Оглядываясь на портрет, понес лампу к столу, и ему показалось, что мать повела темными глазами ему вслед. Колька вернулся. Сейчас он впервые рассматривал лицо матери и удивлялся себе: как же он раньше не думал о ее прошлой жизни? Тени от света лампы ходили по лицу портрета, и лицо хмурилось. «Обижается на меня», — подумал Колька. Он протянул руку с лампой к портрету, и опять лицо матери стало спокойным, бесстрастным.
Колька вспотел. Кто-то давил за горло, ему было трудно дышать.
— Мама! Мама! — позвал он. — Слышишь? Папа умер. Ма-ама-а! — Колька ревел, и лампа вздрагивала в руке, тряслись худенькие плечи под рубашкой из плащ-палатки. Плача, он поставил лампу на пол и вышел во двор.
Ночь была темная и прохладная, со множеством звезд. Стожары были еще высоко — часа два ночи. Колька сел на лавку под черемухой. На юге слабо ветвились молнии. Глухо доносился гром, будто кто сыпал в погреб картошку.
«Посижу до утра, — решил Колька, — что людей полошить».
3Колька не мог без отца прожить дня. Бывало, еще до войны, уходил отец по делам в город, и тогда день тянулся бесконечно. По нескольку раз выходил за деревню, до слез в глазах смотрел на дорогу. Отца узнавал издалека; ходил он быстро, без покачки, широким шагом. Колька бежал навстречу с криком: «Папа пришел!» Отец поднимал сына на руки, колол усами щеку, нос.
— Ай, сын, сын. Ай, сын, сын… — повторял отец. Он приносил немного конфет и, главная радость, новую книжку. Читать Колька научился до школы и мог бы прочесть ее один, но он не позволял себе пользоваться радостью одному, ждал, когда отец освободится от дела, потом они читали напеременку. Отец многое объяснял из прочитанного. В книгах этого вроде бы и не было. И тогда Колька спрашивал:
— Откуда ты знаешь?
— Надо, сын, думать и учиться. Вот что есть ты? Ты есть частица солнца, и я, и вот эта изба, и собака наша Цыганочка, и трава на дворе.
Колька очумело глядел на отца, явно не припоминая, когда же он, Колька, отделился от солнца и прилетел на землю, да и всего остального он не видел, чтобы падало с неба. «Маленькие семена, что ли, солнце сыплет? — догадывался он. — А на земле все растет в большое? Да нет».

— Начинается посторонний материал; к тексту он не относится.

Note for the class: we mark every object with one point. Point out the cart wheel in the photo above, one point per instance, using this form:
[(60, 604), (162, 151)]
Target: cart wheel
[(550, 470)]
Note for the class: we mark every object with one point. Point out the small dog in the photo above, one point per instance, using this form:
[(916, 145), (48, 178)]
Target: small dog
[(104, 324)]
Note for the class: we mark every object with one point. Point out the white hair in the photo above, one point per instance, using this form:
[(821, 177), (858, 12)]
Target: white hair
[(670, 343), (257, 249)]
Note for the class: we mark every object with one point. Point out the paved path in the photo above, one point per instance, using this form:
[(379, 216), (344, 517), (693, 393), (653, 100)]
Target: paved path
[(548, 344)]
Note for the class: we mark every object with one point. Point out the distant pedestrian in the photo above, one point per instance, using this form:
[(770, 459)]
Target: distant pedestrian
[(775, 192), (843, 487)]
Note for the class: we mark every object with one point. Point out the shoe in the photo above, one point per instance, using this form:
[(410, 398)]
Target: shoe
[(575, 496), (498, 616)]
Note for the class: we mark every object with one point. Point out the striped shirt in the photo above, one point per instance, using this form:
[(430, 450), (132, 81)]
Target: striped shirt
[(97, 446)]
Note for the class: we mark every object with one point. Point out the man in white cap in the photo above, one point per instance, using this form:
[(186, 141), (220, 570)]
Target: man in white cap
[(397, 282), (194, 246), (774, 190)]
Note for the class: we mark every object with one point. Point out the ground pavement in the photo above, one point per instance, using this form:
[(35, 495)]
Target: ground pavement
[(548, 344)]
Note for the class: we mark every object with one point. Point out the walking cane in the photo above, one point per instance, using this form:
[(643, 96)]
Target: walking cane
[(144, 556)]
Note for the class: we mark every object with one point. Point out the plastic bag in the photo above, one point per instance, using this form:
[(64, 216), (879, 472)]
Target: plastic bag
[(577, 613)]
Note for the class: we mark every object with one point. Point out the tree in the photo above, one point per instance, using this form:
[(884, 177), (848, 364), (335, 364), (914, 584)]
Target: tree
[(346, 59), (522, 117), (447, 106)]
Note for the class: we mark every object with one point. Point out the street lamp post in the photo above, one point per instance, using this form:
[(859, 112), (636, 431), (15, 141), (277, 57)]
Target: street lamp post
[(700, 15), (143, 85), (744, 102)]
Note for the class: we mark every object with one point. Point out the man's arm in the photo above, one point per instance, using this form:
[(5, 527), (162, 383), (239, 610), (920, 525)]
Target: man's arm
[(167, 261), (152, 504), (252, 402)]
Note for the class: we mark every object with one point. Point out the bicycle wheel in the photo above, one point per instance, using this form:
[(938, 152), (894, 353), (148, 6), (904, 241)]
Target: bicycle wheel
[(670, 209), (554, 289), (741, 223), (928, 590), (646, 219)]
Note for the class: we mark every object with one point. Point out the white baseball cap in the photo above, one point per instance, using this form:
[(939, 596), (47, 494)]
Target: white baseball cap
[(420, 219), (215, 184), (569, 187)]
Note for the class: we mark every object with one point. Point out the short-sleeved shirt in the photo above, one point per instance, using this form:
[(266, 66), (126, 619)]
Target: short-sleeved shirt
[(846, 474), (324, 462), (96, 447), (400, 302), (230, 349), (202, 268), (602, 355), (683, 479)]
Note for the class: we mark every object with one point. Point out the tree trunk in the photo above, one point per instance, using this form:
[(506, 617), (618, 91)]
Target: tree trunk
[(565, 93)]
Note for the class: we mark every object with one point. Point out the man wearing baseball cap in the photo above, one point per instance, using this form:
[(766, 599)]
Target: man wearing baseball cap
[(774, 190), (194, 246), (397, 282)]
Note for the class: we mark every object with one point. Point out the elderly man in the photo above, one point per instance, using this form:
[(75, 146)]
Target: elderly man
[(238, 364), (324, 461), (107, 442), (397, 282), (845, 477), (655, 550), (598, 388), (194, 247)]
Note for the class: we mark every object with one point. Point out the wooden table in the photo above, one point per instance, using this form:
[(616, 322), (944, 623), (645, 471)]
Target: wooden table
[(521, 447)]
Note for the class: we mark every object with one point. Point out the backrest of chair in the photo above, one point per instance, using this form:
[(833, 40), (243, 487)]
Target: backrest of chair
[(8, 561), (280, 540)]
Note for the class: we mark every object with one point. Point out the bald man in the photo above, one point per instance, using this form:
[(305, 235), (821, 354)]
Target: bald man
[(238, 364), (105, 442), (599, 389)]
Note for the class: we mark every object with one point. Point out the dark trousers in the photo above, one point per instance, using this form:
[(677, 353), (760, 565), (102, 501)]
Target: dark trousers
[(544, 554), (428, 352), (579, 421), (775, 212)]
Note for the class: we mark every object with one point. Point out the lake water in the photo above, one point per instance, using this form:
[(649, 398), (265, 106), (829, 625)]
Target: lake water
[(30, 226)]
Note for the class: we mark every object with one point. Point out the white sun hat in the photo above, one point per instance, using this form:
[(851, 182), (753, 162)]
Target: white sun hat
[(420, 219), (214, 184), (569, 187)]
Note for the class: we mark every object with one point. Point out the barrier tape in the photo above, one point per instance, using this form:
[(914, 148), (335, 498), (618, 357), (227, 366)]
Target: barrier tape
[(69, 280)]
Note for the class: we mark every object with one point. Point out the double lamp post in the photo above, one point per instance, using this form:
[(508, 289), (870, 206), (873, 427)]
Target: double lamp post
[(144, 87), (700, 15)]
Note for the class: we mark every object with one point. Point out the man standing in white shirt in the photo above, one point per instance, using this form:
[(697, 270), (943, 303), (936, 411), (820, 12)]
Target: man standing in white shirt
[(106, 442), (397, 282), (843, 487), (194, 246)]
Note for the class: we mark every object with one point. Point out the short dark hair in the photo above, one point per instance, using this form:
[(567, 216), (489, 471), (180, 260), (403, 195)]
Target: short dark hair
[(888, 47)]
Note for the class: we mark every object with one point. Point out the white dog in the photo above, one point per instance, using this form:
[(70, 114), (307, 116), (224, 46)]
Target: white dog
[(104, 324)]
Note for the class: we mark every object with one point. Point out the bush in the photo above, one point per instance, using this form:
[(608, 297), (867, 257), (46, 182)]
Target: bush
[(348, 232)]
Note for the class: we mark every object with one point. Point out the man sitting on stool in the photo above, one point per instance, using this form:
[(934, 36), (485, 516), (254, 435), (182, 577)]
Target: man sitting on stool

— А щенята у Цыганочки не от солнца: она их сама родила!
Как отец тогда смеялся! И до чего Колька любил его смех.
— От солнца, — говорил отец сквозь смех. А потом серьезно: — Вырастешь — все узнаешь. Только думать надо и читать много.
Теперь будто кое-что проясняться стало, а не хочется думать по законам жизни о смерти отца. Все кажется, что это не навсегда, а как в долгие годы войны, он будет ждать его.
В войну Колька жил у тети Даши. Колька в школу ходил, а Нине, ее дочери, четыре года было. Отец Нины погиб на финской войне. Тетка Дарья не обижала: жил как в родной семье; она радовалась не меньше Кольки, когда отец присылал письмо, читала вслух. И хотя письмо адресовалось Кольке, но писал их отец и тетке Дарье.